The storm stopped a little at three and most of the guests waded down through the snow for bridge and spring water. By that time the afternoon train was in, and no Mr. Dick. Mr. Sam was keeping the lawyer, Mr. Stitt, in the billiard room, and by four o'clock they'd had everything that was in the bar and were inventing new combinations of their own. And Mrs. Sam had gone to bed with a nervous headache.
Senator Biggs brought the mail down to the spring-house at four, but there was nothing for me except a note from Mr. Sam, rather shaky, which said he'd no word yet and that Mr. Stitt had mixed all the cordials in the bar in a beer glass and had had to go to bed.
At half past four Mr. Thoburn came out for a minute. He said there was only one other train from town that night and the chances were it would be snowed up at the junction.
"Better get on the band wagon before the parade's gone past," he said in an undertone. But I went into my pantry and shut the door with a slam, and when I came out he was gone.
I nearly went crazy that afternoon. I put salt in Miss Cobb's glass when she always drank the water plain. Once I put the broom in the fire and started to sweep the porch with a fire log Luckily they were busy with their letters and it went unnoticed, the smell of burning straw not rising, so to speak, above the sulphur in the spring.
Senator Biggs went from one table to another telling how well he felt since he stopped eating, and trying to coax the other men to starve with him.
It's funny how a man with a theory about his stomach isn't happy until he has made some other fellow swallow it.
"Well," he said, standing in front of the fire with a glass of water in his hand, "it's worth while to feel like this.

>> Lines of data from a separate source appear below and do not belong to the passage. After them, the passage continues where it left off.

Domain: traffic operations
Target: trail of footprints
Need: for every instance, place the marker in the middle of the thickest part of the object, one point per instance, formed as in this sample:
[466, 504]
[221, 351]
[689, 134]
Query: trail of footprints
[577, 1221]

My head's as clear as a bell. I don't care to eat; I don't want to eat. The `fast' is the solution."
"Two stages to that solution, Senator," said the bishop; "first, resolution; last, dissolution."
Then they all began at once. If you have ever heard twenty people airing their theories on diet you know all about it. One shouts for Horace Fletcher, and another one swears by the scraped-beef treatment, and somebody else never touches a thing but raw eggs and milk, and pretty soon there is a riot of calories and carbohydrates. It always ends the same way: the man with the loudest voice wins, and the defeated ones limp over to the spring and tell their theories to me. They know I'm being paid to listen.
On this particular afternoon the bishop stopped the riot by rising and holding up his hand. "Ladies and gentlemen," he said, "let us not be rancorous. If each of us has a theory, and that theory works out to his satisfaction, then--why are we all here?"
"Merely to tell one another the good news!" Mr. Jennings said sourly from his corner.
Honest, it was funny. If some folks were healthy they'd be lonesome.
But when things had got quiet--except Mr. Moody dropping nickels into the slot-machine--I happened to look over at Miss Patty, and I saw there was something wrong. She had a letter open in her lap not one of the blue ones with the black and gold seal that every one in the house knew came from the prince but a white one, and she was staring at it as if she'd seen a ghost.